Tissue instruction for migration and retention of TRM cells

Abstract

During infection, a subset of effector T cells seeds the lymphoid and non-lymphoid tissues and gives rise to tissue-resident memory T cells (TRM). Recent findings have provided insight into the molecular and cellular mechanisms underlying tissue instruction of TRM cell homing, as well as the programs involved in their retention and maintenance. We review these findings here, highlighting both common features and distinctions between CD4 TRM and CD8 TRM cells. In this context we examine the role of memory lymphocyte clusters (MLCs), and propose that the MLCs serve as an immediate response center consisting of TRM cells on standby, capable of detecting incoming pathogens and mounting robust local immune responses to contain and limit the spread of infectious agents.

Figure 1. Overview of the steps involved in recruitment of CD8 TRM precursors to the inflamed tissue

(Step 1: Rolling) CD8 Teff slow down and roll on the endothelium of the postcapillary venule at the site of inflammation. P-selectin and E-selectin expressed by endothelial cells bind to P-selectin ligand and E-selectin ligand on CD8 Teff, respectively. (Step 2: Chemokine activation) CD4 Teff enter the tissue in response to infection and secrete IFN-γ, which activates dendritic cells to secrete CXCL9 and CXCL10. In addition, endothelial cells in response to type I interferons secrete CXCL10. These chemokines are displayed by the endothelial cells to recruit CD8 Teff. (Step 3: Arrest) Chemokine engagement of the receptor CXCR3 activates integrins, VLA-4 (α4β1) and LFA1 (αLβ2), on CD8 Teff through inside out signaling, and enables the lymphocytes to adhere to the endothelium and come to a complete stop. (Step 4: Transendothelial migration) Arrested lymphocytes must cross the endothelial layer in order to get access to the tissue. Teff use molecules such as PECAM, CD99, LFA1 which bind to PECAM, CD99 and ICAM-1/JAM-1 on endothelial cells, respectively, to crawl between the endothelial cells to enter the tissue. (Step 5: Migration toward infected cells) Once inside the tissue, Teff are recruited to the site of infection by migration towards chemokine gradient. Infected cells, as well as type I interferons, can induce secretion of chemokines such as CXCL10 that mediate this last step.

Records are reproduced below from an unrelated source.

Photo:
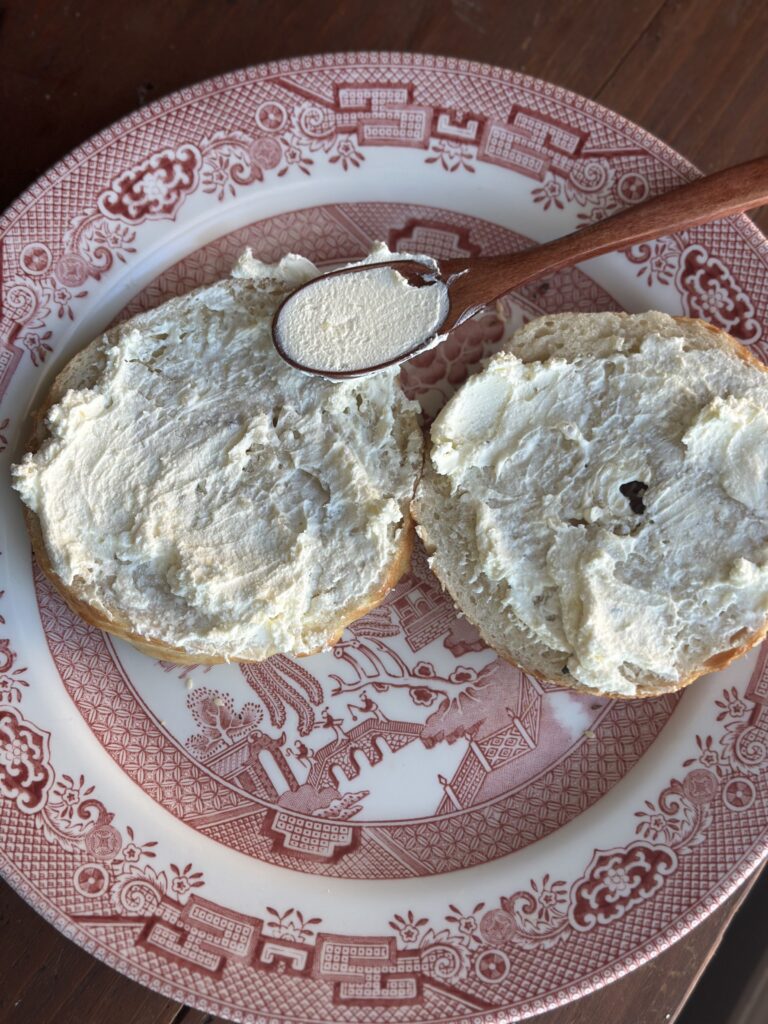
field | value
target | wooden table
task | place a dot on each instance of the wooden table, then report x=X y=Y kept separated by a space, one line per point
x=693 y=72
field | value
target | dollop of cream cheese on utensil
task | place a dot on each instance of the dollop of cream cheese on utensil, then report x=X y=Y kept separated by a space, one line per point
x=352 y=323
x=537 y=455
x=216 y=499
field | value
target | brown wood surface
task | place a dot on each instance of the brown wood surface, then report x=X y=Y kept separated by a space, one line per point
x=692 y=72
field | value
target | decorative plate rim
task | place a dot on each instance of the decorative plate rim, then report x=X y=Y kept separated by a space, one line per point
x=717 y=894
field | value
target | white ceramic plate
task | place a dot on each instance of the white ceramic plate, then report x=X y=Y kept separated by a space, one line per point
x=404 y=828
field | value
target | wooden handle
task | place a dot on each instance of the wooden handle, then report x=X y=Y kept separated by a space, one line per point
x=719 y=195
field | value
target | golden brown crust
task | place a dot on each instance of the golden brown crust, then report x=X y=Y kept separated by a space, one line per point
x=120 y=627
x=714 y=664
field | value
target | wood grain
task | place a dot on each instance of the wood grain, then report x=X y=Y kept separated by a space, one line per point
x=693 y=72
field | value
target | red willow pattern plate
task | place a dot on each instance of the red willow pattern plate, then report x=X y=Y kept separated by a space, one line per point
x=406 y=827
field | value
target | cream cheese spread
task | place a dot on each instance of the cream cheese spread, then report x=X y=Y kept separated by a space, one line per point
x=351 y=323
x=616 y=504
x=214 y=498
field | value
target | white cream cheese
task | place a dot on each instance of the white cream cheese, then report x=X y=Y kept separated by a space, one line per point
x=351 y=323
x=216 y=499
x=537 y=455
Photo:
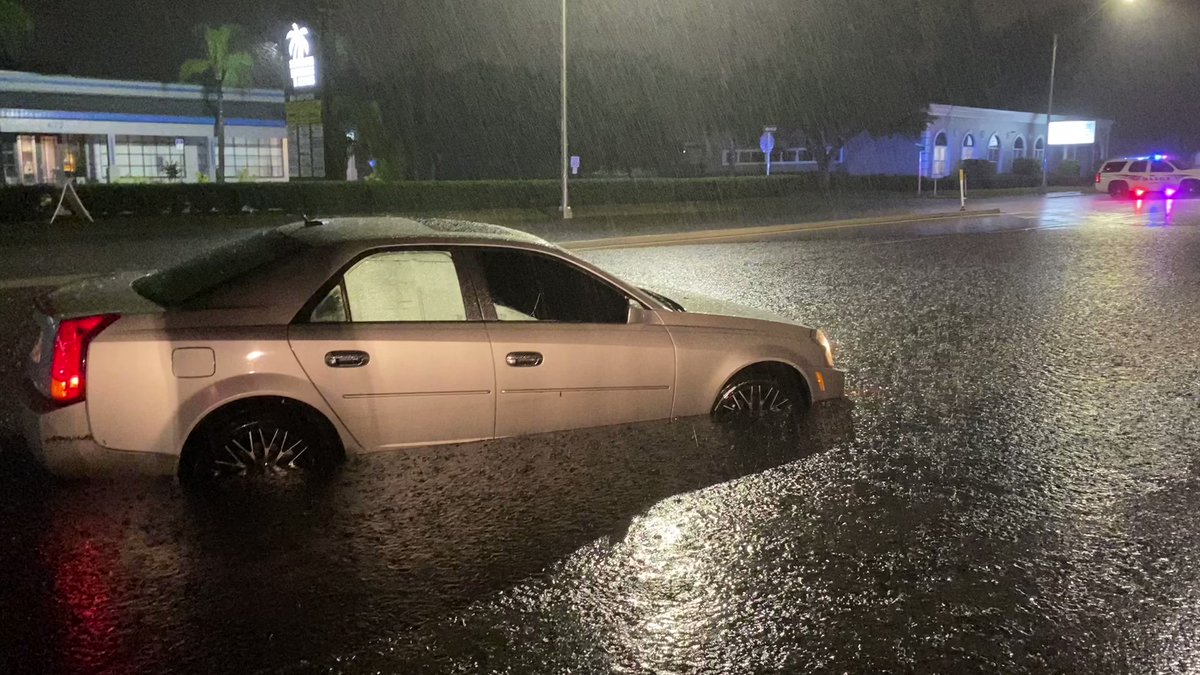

Figure 2. Model for retention of CD4 T_RM and CD8 T_RM in the memory lymphocyte clusters

Once inside the tissue, CD4 Teff and CD8 Teff undergo further differentiation to become T_RM. In the epithelial layer, CD8 T_RM precursor receives TGF-β signal from the surrounding epithelial cells, which induces CD103 expression. CD103 binds to E-cadherin to mediate stable interaction. CD8 T_RMprecursors also induce CD69 expression, which binds to S1P1 and degrades it. T_RM precursors also downregulate KLF2, a transcription factor required for expression of S1P1 and CCR7. Below the epithelial layer, both CD8 T_RM and CD4 T_RM are retained in memory lymphocyte clusters (MLCs) consisting of T_RM and tissue resident macrophages and dendritic cells. Small amount of antigen is likely retained and presented by macrophages, which induce constitutive secretion of low levels of IFN-γ from CD4 T_RM. IFN-γ binds to its receptor on macrophages, inducing expression of CCL5 and CXCL9. CCL5 binds to its receptor on CD4 T_RM, enabling their interaction with macrophages through a yet to be identified integrin(s). CXCL9 binds to CXCR3 on CD8 T_RM, which helps retain these cells within the MLCs. MLCs are found in the lower female reproductive tract after HSV-2 infection (humans, mice and guinea pigs) or SIV infection (in primates), in the brain after T. gondii infection (mice), in the alveoli after intratrachial LCMV infection and in the salivary gland after MCMV infection (mice).